- Location of Weldon in Jackson County, Arkansas.
- Coordinates: 35°26′53″N 91°13′54″W﻿ / ﻿35.44806°N 91.23167°W
- Country: United States
- State: Arkansas
- County: Jackson

Area
- • Total: 0.24 sq mi (0.63 km^{2})
- • Land: 0.24 sq mi (0.63 km^{2})
- • Water: 0 sq mi (0.00 km^{2})
- Elevation: 223 ft (68 m)

Population (2020)
- • Total: 57
- • Estimate (2025): 59
- • Density: 233.4/sq mi (90.12/km^{2})
- Time zone: UTC-6 (Central (CST))
- • Summer (DST): UTC-5 (CDT)
- ZIP code: 72112
- Area code: 870
- FIPS code: 05-74000
- GNIS feature ID: 2406854

= Weldon, Arkansas =

Weldon is a town in Jackson County, Arkansas, United States. As of the 2020 census, Weldon had a population of 57.

==Geography==

According to the United States Census Bureau, the town has a total area of 0.7 sqkm, all land.

==Demographics==

As of the census of 2000, there were 100 people, 44 households, and 27 families residing in the town. The population density was 148.5/km^{2} (383.9/mi^{2}). There were 54 housing units at an average density of 80.2/km^{2} (207.3/mi^{2}).

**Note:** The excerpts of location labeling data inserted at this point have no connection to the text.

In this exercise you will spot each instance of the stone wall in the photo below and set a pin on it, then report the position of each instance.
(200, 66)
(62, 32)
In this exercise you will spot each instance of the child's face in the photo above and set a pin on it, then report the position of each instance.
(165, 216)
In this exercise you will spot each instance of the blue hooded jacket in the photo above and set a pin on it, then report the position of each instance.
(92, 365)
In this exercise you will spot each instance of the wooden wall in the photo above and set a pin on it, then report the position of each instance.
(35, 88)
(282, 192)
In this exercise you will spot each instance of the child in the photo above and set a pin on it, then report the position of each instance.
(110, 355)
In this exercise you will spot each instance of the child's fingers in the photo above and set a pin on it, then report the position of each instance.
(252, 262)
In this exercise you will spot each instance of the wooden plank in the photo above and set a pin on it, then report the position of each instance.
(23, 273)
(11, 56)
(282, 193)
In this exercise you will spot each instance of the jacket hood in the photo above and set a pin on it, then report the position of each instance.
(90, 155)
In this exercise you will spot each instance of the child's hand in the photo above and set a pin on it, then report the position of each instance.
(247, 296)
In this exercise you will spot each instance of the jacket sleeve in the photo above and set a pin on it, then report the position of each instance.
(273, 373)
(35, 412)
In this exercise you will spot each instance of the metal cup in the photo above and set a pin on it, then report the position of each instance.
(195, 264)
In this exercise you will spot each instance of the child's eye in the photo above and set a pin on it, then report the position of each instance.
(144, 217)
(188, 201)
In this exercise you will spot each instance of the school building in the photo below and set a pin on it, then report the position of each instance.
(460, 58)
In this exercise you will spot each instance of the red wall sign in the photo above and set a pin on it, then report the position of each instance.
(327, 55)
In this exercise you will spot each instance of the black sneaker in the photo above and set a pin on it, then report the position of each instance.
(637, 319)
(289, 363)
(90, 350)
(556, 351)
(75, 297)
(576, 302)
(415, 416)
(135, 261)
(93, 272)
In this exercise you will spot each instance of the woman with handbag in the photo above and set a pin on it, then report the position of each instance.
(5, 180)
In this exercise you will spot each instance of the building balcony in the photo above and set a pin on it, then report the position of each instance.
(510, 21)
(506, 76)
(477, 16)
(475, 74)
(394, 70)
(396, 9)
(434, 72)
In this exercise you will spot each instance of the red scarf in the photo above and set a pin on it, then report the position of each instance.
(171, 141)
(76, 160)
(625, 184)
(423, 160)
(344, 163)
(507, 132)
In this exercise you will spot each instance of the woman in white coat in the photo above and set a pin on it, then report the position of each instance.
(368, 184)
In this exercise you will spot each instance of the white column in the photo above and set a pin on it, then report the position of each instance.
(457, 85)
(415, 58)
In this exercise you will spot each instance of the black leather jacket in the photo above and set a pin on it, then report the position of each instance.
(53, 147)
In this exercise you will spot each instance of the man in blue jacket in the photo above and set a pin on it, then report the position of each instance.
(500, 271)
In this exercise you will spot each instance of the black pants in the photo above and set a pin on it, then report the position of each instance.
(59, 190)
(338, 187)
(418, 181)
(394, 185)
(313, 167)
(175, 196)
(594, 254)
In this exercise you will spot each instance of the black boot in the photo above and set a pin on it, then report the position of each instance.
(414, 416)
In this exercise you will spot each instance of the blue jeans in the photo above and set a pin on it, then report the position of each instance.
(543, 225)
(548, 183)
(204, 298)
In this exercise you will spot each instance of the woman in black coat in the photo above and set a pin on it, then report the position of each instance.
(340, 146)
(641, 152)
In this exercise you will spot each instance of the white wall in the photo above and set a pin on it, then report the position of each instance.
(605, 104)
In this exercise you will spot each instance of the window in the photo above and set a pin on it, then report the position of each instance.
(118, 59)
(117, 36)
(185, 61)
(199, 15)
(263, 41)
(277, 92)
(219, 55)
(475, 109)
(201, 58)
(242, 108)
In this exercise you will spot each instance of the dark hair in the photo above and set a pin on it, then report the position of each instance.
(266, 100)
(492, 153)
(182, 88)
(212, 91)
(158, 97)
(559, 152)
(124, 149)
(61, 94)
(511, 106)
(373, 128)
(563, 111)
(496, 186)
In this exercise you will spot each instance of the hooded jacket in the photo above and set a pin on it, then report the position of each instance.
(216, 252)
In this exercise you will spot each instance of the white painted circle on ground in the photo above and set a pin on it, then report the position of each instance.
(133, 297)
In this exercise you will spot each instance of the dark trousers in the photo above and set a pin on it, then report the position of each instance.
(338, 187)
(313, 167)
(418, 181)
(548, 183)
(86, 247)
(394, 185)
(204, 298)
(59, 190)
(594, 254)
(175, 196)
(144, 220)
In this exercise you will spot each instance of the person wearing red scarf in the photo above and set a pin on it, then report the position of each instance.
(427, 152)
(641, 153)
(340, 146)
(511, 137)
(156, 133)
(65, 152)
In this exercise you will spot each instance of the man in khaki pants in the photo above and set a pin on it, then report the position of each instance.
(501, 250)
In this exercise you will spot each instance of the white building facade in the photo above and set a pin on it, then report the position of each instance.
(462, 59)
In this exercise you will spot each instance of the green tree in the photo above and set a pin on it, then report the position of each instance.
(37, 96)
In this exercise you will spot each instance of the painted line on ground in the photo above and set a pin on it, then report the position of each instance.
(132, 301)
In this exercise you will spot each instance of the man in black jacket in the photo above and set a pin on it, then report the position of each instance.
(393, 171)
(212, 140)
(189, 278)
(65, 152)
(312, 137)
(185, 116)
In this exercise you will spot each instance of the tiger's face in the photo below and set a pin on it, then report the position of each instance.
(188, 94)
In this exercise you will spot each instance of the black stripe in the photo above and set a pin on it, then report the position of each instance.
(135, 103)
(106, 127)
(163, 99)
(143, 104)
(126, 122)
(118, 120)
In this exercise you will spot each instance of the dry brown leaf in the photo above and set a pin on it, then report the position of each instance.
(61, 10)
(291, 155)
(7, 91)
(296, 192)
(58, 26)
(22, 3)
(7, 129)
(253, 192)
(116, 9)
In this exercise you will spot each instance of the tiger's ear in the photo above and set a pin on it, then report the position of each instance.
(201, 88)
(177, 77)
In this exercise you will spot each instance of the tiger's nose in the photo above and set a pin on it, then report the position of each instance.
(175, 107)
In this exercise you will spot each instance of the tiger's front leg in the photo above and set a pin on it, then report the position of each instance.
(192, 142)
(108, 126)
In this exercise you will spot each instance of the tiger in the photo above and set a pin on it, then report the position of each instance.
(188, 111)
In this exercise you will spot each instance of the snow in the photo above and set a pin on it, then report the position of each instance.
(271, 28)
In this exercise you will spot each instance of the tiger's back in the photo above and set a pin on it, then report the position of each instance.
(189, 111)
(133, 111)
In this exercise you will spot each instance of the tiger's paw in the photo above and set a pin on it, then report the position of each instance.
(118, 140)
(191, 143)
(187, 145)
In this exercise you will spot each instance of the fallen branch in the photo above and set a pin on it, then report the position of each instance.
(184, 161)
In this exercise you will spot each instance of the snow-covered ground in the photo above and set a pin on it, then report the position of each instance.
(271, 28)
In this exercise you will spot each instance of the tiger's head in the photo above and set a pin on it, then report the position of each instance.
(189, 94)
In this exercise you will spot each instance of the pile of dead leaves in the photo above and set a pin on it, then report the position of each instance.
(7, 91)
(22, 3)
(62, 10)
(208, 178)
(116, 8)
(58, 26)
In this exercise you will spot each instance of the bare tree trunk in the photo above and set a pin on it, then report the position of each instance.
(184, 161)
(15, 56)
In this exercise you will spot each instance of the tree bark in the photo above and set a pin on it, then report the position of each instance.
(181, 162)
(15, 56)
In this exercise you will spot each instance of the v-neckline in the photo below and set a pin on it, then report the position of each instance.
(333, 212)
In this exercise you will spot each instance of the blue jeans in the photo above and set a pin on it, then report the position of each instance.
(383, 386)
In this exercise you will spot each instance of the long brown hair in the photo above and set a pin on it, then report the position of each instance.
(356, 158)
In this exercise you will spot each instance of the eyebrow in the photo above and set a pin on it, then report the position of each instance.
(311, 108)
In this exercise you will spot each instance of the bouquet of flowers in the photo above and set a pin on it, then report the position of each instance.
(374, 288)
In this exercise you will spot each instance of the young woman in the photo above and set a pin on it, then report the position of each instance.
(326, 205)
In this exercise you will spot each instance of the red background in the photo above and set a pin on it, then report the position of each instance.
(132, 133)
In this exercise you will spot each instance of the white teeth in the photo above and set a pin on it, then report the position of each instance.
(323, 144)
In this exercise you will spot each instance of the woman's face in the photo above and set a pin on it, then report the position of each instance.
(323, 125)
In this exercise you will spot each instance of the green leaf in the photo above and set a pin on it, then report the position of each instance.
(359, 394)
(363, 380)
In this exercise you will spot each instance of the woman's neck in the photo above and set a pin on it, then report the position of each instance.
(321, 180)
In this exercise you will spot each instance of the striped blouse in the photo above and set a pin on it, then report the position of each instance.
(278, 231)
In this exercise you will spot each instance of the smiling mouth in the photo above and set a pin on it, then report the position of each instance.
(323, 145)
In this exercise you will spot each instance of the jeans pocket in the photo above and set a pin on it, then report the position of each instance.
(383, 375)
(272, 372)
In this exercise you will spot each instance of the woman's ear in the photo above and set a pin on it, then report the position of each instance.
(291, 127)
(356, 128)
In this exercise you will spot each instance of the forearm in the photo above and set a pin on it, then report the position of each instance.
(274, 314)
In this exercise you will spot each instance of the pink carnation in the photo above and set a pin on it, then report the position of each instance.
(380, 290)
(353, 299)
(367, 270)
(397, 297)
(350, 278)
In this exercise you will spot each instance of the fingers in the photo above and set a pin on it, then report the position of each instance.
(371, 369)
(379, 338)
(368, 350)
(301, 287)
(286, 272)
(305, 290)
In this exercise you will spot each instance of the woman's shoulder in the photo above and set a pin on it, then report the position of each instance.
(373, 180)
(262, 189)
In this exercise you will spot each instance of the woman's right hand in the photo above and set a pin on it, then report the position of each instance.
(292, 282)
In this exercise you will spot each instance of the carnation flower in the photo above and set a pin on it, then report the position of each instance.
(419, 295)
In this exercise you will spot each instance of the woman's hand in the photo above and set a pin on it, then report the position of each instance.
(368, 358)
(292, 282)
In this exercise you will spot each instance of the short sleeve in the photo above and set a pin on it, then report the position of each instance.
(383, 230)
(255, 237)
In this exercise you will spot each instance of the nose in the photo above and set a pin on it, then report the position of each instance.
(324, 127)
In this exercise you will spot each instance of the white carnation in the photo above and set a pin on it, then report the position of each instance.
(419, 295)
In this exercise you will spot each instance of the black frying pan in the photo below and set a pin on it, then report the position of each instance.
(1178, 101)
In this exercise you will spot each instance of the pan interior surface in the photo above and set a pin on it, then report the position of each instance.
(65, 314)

The racial makeup of the town was 95.00% White, 2.00% Black or African American, 1.00% from other races, and 2.00% from two or more races. 1.00% of the population were Hispanic or Latino of any race.

There were 44 households, out of which 36.4% had children under the age of 18 living with them, 45.5% were married couples living together, 11.4% had a female householder with no husband present, and 38.6% were non-families. 36.4% of all households were made up of individuals, and 18.2% had someone living alone who was 65 years of age or older. The average household size was 2.27 and the average family size was 3.00.

In the town, the population was spread out, with 27.0% under the age of 18, 6.0% from 18 to 24, 21.0% from 25 to 44, 28.0% from 45 to 64, and 18.0% who were 65 years of age or older. The median age was 44 years. For every 100 females, there were 104.1 males. For every 100 females age 18 and over, there were 92.1 males.

The median income for a household in the town was $27,188, and the median income for a family was $56,250. Males had a median income of $29,167 versus $18,750 for females. The per capita income for the town was $20,161. There were no families and 6.2% of the population living below the poverty line, including no one under eighteens and 9.5% of those over 64.

Historical population
| Census | Pop. | Note | %± |
| 1970 | 133 |  | — |
| 1980 | 161 |  | 21.1% |
| 1990 | 106 |  | −34.2% |
| 2000 | 100 |  | −5.7% |
| 2010 | 75 |  | −25.0% |
| 2020 | 57 |  | −24.0% |
| 2025 (est.) | 59 | Increase | 3.5% |
U.S. Decennial Census

==History==
Weldon was originally a station on the Batesville & Brinkley Railroad, a narrow-gauge line which operated between Brinkley and Newport, Arkansas. The railroad eventually became part of the Rock Island Railroad and was abandoned in 1940. The Weldon Rock Island depot survived another 50 years after the railroad's demise, and on June 11, 1992, was added to the National Register of Historic Places. The depot eventually succumbed to old age and neglect and the property was delisted from the Register on September 25, 2012.

==Education==
It is in the Newport School District.